Some of the tips Hilbers offers for older adults who may be experiencing social isolation during this time include taking up a new hobby, such as growing an herb garden, crossword puzzles, knitting or painting. Maybe now is the time to try that thing you have always wanted to learn to do, but just never taken the time.

Age-appropriate workouts are not only good for your physical health, it keeps you in mental shape too. If you are able to get outside and you have approval from your physician, taking a short walk is good for the mind and good for the soul.

Writing may have become a lost art for the younger generation, but for those 65 and older that was the common form of communication. This would be a great time to start journaling your thoughts, if you don’t already do so. Maybe go through all of your photos and organize scrapbooks; or write out your memoirs for the future generations of your family. They will love that!

As a community it is important for each of us to be aware of our neighbors, especially if we have elderly ones. Maybe give them a call or slip them a note just to check on them and see if they need anything. Even if they don’t, just knowing someone cared enough to ask will likely brighten their day.

Tonya Pacheco with Hilltop Estates Rehabilitation Center in Gothenburg said that the staff at that facility is committed to doing what they can to keep the residents engaged and mentally healthy during this time of physical distancing from loved ones. “We are encouraging family members and friends to call or have window visits with our residents. We also let the family members know that we can Facetime, Zoom, or Facebook Messenger with any of the residents. Cards or letters are also welcomed! We are now able to host bingo and other fun projects in our activities room. Our residents are happy to have that ability back,” said Pacheco.

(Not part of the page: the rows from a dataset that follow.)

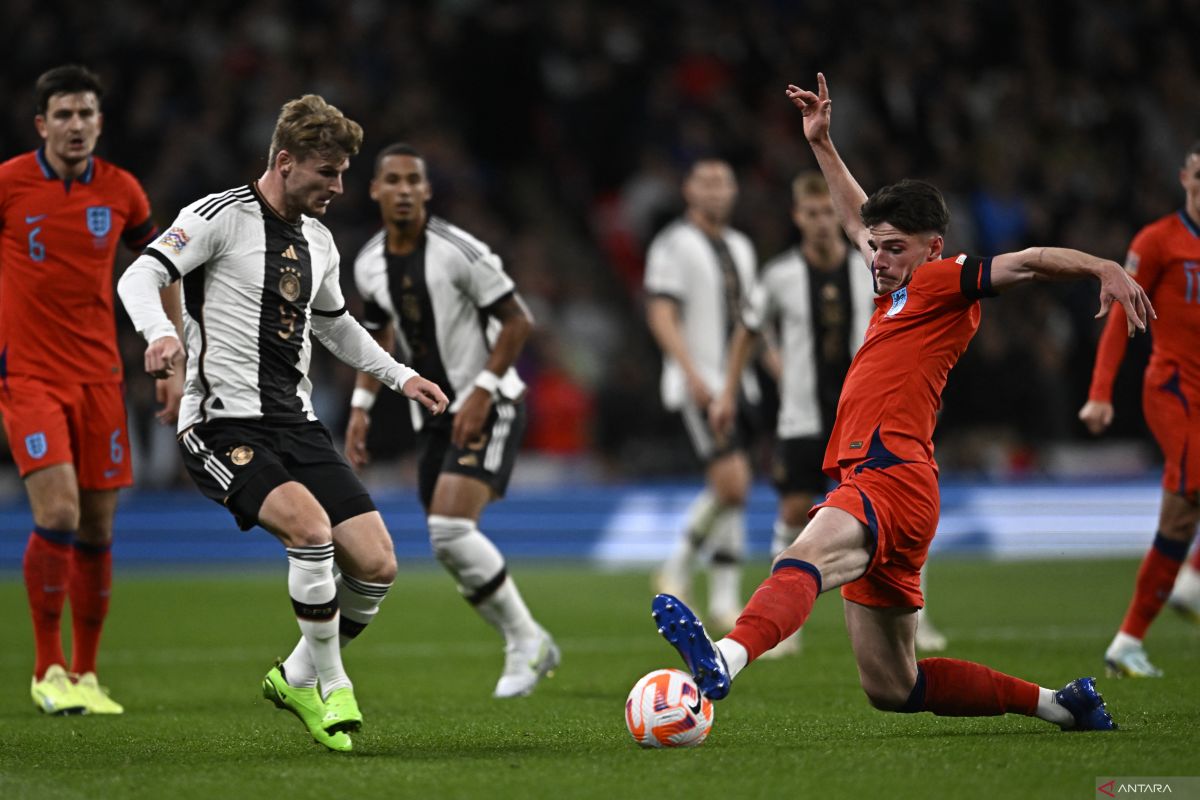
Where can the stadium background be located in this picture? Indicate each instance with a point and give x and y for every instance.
(558, 132)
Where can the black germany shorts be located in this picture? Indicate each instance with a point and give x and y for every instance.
(239, 462)
(796, 467)
(490, 458)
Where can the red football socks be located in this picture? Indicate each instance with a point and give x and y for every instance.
(961, 689)
(91, 579)
(778, 608)
(1155, 582)
(47, 566)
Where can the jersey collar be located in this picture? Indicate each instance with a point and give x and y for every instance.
(1189, 223)
(48, 172)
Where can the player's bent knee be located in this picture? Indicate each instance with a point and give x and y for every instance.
(445, 530)
(886, 698)
(58, 516)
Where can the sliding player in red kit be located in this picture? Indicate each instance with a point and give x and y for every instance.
(63, 212)
(1164, 258)
(873, 531)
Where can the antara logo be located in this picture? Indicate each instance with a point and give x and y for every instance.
(1113, 788)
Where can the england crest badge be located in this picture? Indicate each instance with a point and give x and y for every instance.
(35, 444)
(100, 221)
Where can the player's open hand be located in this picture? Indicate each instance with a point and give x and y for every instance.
(720, 414)
(357, 438)
(1119, 286)
(1097, 416)
(163, 355)
(816, 108)
(469, 419)
(427, 394)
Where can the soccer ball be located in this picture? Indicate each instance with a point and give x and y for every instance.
(665, 709)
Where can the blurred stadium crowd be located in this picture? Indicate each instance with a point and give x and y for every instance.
(558, 131)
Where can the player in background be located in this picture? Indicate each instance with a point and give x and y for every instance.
(261, 276)
(455, 311)
(699, 274)
(63, 212)
(871, 534)
(1164, 258)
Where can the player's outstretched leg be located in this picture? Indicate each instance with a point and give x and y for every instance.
(483, 578)
(1086, 705)
(684, 631)
(306, 704)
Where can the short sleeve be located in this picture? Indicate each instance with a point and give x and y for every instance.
(1143, 262)
(485, 281)
(665, 270)
(975, 277)
(139, 228)
(191, 240)
(328, 299)
(375, 317)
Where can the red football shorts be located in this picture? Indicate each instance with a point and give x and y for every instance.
(53, 423)
(899, 504)
(1167, 403)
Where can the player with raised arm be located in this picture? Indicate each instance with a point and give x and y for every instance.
(63, 212)
(871, 534)
(261, 275)
(699, 271)
(1164, 258)
(445, 295)
(820, 296)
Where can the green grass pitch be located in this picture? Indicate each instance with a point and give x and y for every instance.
(185, 654)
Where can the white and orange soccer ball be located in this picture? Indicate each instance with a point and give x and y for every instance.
(665, 709)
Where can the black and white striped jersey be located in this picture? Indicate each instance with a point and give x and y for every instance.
(785, 294)
(252, 283)
(436, 298)
(685, 265)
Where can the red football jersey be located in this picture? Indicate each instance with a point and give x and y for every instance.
(58, 240)
(895, 382)
(1164, 258)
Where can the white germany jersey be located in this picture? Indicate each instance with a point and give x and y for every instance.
(683, 264)
(251, 283)
(435, 298)
(784, 294)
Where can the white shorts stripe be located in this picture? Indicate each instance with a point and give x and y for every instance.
(501, 431)
(213, 465)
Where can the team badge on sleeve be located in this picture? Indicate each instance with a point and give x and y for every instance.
(100, 221)
(175, 240)
(35, 444)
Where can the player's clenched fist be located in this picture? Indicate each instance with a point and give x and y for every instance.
(427, 394)
(162, 355)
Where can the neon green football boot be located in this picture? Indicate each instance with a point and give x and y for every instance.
(96, 696)
(307, 705)
(342, 711)
(57, 695)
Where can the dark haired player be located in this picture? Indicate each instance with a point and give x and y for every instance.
(871, 534)
(445, 296)
(63, 212)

One resource in Gothenburg which typically provides activities and socialization for the older population is the Senior Center. From cards, crafts, pool and meals - the Senior Center is a gathering spot for anyone over the age of 60. That is, until the pandemic hit.

The Center is currently not open to dine-in guests and has suspended all activities for the time being, but are still providing delivery and curbside pickup meals. Center Director Susan Anderson said there are things seniors can be doing at home to remain active until the center reopens, and even after.

“The best thing to do is to remain active and maintain a schedule as best you can. Stay in contact with your neighbors and friends,” said Anderson. “Engage in puzzles or read a good book. If eyesight is limited there are talking books. Also, limit the TV watching, as that can cause anxiety. Staying physically active is also good for your health. Find ways to volunteer.”

Anderson suggested that those of us in the community make frequent calls to check on the elderly that can’t get out of their home. “You can also socially distance by doing visits outside while the weather is nice,” she added.  

Stone Hearth Estates Administrator Barb Nuxoll said the greatest benefit of living and working at Stone Hearth is that they have each other. “Many times throughout the day we see one another, whether it is when we provide care, offer snacks, enjoy a pedicure or manicure, or deliver meals. There are times when chatting with Jo at the front desk is just a pleasure. People spend time wandering around outside, gardening, or visiting each other. And then boy oh boy have we gotten good at games: Do you Remember, Word Scramble, Word Association, and Bingo with more Bingo are just some of what we do,” said Nuxoll.

“We have learned to Zoom, Facetime, Skype, do Google Meetings, Messenger Video, and just when we never thought we’d see an old farmers fingers type in an access code, we do! Our greatest asset is connection with family. They continue to encourage and engage not only their loved ones, but us, the people that work at Stone Hearth. It helps too to know that we are not shouldering this burden alone when we socially distance, wear masks and limit group activity - that others are making those sacrifices as well.”

As we observe National Senior Citizen Day on Friday we not only recognize our seniors, but also those who are dedicated to continually maintaining and improving their quality of life.